I suspect that there are a lot of church communities who are very uncomfortable openly discussing porn addiction. Behind close doors in pastoral counseling? Sure. But not from the pulpit and certainly not in the hallways.
Judgment, condemnation, and pointing out sin is not helpful in breaking the binds which entangle us, strangle us. The beauty of your testimony is that you found a way out through empathy and compassion for the oppression of the women on the production side of porn, rather than the bony fingers pointing to the consumption side.
And out of that compassion comes respect and honor for the holiness of the Temple that is your body, as well as the body of the victims.
And that, my friend, can lead us away from many of our other addictions and into the arms of the love of Christ who has the power to free us from the residual, lingering guilt and shame.
Thank you. Thank you. Thank you. My prayers for you and your beautiful family continue …
This is incredibly powerful! I’m so grateful that you shared this.
Again, as I read this it feels like you’re in my head. My first exposure to porn started very young…preteen years. I quickly became addicted, and never even realized I was addicted. It just felt normal…like it’s what we do…like it’s the elephant in the room that we all know is there and are okay with it, so long as it’s done in the dark.

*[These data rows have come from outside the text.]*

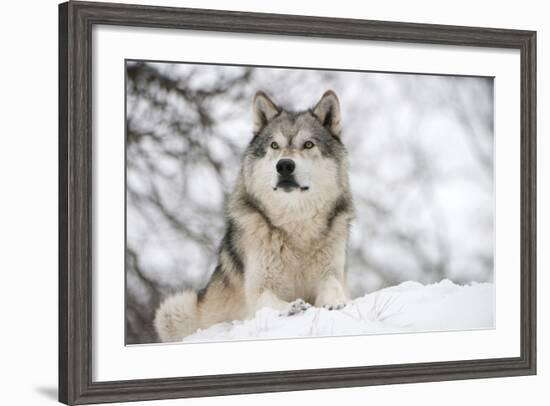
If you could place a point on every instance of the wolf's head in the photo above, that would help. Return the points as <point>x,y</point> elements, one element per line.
<point>296,159</point>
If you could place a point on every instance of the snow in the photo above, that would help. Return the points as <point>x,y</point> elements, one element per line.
<point>407,307</point>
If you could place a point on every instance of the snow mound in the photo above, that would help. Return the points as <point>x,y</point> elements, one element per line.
<point>408,307</point>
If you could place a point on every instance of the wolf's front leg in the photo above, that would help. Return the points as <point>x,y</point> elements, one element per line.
<point>331,293</point>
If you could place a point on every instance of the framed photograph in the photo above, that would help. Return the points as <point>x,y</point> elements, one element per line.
<point>257,202</point>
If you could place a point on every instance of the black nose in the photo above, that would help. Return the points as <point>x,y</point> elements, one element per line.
<point>285,167</point>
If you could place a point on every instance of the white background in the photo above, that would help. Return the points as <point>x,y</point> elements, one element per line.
<point>28,220</point>
<point>114,362</point>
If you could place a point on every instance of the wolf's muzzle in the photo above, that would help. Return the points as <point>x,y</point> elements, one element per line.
<point>285,167</point>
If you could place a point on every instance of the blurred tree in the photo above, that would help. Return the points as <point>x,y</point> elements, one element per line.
<point>421,164</point>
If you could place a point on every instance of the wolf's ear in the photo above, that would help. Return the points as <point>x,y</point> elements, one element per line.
<point>264,111</point>
<point>327,110</point>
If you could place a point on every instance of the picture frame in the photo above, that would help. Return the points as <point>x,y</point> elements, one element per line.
<point>76,253</point>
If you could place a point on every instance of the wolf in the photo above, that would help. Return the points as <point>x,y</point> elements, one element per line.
<point>288,220</point>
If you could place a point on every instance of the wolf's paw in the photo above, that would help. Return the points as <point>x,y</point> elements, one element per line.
<point>296,307</point>
<point>338,306</point>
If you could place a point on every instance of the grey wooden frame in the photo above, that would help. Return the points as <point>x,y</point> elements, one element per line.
<point>76,21</point>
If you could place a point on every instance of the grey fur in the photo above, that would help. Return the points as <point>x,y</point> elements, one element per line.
<point>282,248</point>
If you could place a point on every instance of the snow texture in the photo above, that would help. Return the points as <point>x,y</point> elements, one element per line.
<point>407,307</point>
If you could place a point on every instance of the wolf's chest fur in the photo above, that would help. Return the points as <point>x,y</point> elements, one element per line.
<point>292,259</point>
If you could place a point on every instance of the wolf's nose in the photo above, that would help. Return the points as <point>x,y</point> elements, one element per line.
<point>285,167</point>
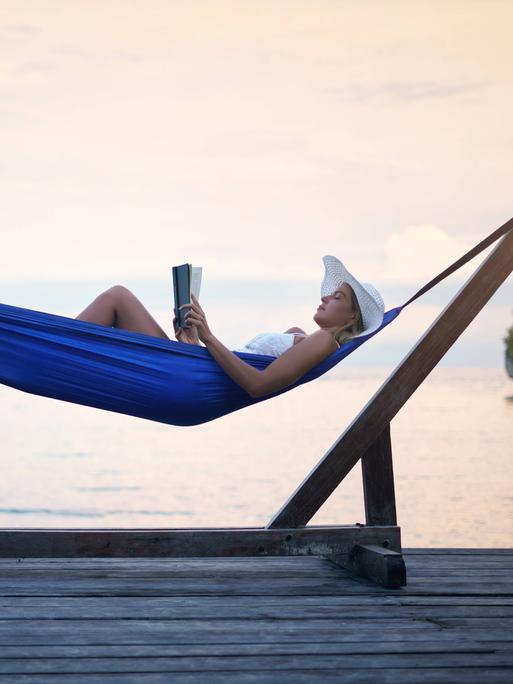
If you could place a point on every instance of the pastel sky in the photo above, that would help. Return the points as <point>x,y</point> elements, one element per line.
<point>251,138</point>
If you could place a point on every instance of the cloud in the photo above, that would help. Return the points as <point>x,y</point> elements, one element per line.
<point>22,28</point>
<point>403,91</point>
<point>421,251</point>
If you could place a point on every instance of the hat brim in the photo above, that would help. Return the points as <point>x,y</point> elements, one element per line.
<point>370,301</point>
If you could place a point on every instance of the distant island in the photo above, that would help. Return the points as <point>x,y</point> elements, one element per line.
<point>508,340</point>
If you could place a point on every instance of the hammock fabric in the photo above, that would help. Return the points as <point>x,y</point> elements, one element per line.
<point>149,377</point>
<point>127,372</point>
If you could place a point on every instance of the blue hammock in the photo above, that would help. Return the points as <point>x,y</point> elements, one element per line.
<point>149,377</point>
<point>128,372</point>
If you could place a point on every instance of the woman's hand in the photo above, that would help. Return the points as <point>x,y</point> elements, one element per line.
<point>186,335</point>
<point>195,317</point>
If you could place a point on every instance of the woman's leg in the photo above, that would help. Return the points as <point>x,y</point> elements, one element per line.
<point>120,308</point>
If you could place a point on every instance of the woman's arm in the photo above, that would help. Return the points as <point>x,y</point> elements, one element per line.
<point>282,372</point>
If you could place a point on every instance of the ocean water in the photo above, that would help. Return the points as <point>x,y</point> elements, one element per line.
<point>72,466</point>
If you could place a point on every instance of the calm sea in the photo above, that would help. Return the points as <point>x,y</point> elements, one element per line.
<point>72,466</point>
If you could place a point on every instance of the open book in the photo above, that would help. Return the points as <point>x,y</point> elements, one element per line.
<point>186,279</point>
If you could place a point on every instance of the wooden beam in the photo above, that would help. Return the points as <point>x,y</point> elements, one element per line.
<point>304,503</point>
<point>184,543</point>
<point>375,563</point>
<point>378,481</point>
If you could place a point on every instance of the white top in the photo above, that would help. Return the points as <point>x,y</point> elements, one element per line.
<point>273,344</point>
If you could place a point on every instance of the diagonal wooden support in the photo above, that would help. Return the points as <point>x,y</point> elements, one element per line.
<point>397,389</point>
<point>378,482</point>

Even as a saved believer in Christ, I have found it difficult to break the chains of this bondage. I’m just now seeking the true support I need to conquer this battle. I started to write about this subject in my own blog, and like you have found myself working on it for quite some time. I’ve been working on my post about porn for over 4 months now. I’m encouraged in reading your blog. I’m encouraged to know that others are willing to start tackling this problem in their own circles of influence. Because the evil will only be brought into the light and cast out one person at a time. Thank you for sharing with such passion the most intimate secrets of your life.
Thank you! I’ll be praying for you as you continue to share. It is a draining process, but it’s fun to see what happens when we shine light in those dark places. God is good, no doubt. Bless you friend!